Archimedes then duplicated the random line segment OX in SH, suspending it at the mid point, T.

So, as MX is to OX, so AC to AX

Also as AC is to AX, so KC to KN

Combined: MX is to OX as KC to KN, and since K is a midpoint, MX is to OX as TK is to KN.

And since they are identical, whatever is true for OX is true for SH: MX is to SH as TK is to KN.

Imagine, then that MX and SH are on a balance, with its fulcrum at K. Both lines weigh something in proportion to their lengths, and are on that balance at their centers of gravity (the idea center of gravity was Archimedes’ discovery -- a prerequisite for all subsequent physics.... How else would we be able to calculate planetary orbits?). The idea of treating lines as physically weighty was another of Archimedes’ innovations.

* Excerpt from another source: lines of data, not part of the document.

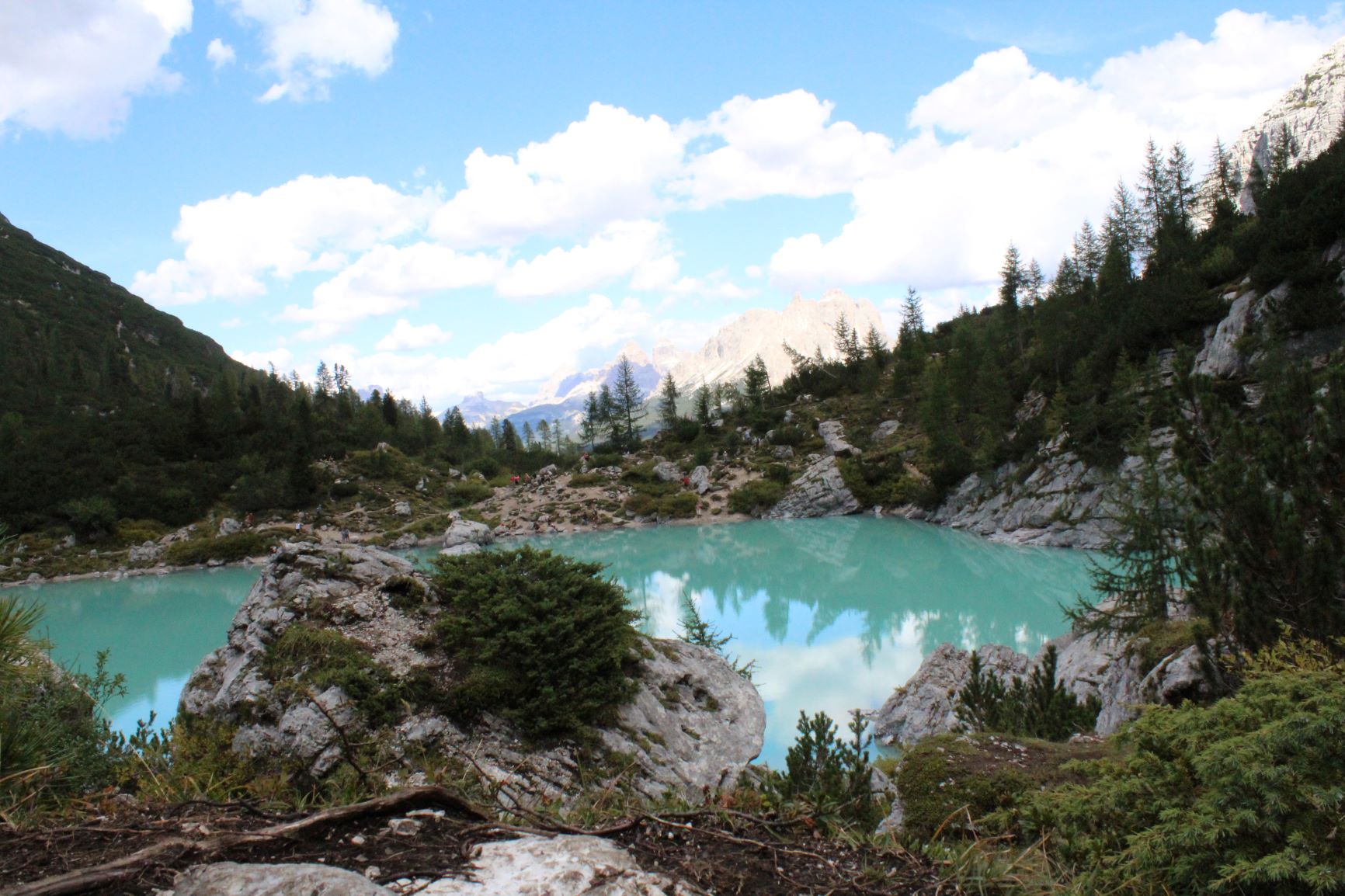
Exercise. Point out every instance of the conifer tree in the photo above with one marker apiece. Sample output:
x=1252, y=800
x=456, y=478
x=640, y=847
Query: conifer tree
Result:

Remember: MX:SH::TK:KN, so the ratio of weight between MX and SH is the ratio of their lengths. The ratio of lines to balance such weights on a fulcrum is the inverse ratio to their weights, so MX and SH will always balance with K as their fulcrum on line TN.

So the random line, MX, always balances its smaller section OX around the fulcrum K when that smaller segment is transposed so its center becomes point T. The ratios will change, but they will remain proportional.

In other words, each parallel inside the triangle AZC balances its respective section from the parabolic segment ABC (positioned at T) around fulcrum K.

Therefore, all parallel lines (an infinite number) inside AZC balance all sections of the parabolic segment at K.

In other words, the triangle AZC, as a whole, balances the parabolic segment ABC, as a whole, at fulcrum K, when suspended at its center of gravity, T.

Where is the center of gravity for triangle AZC? It’s one-third of the median line KC. Since 1/3 of KC is also one third of KT, the parabolic segment is three times as far from the fulcrum as is the triangle. Therefore, the triangle must be three times the weight of the parabolic segment, and the area of the triangle (AZC) must be three times the area of the parabolic segment.

Since ABC is 1/4 the size of AZC, the parabolic segment ABC is 4/3 the triangle ABC.

In other words: the area of the parabolic segment is four-thirds the area of the triangle it encloses.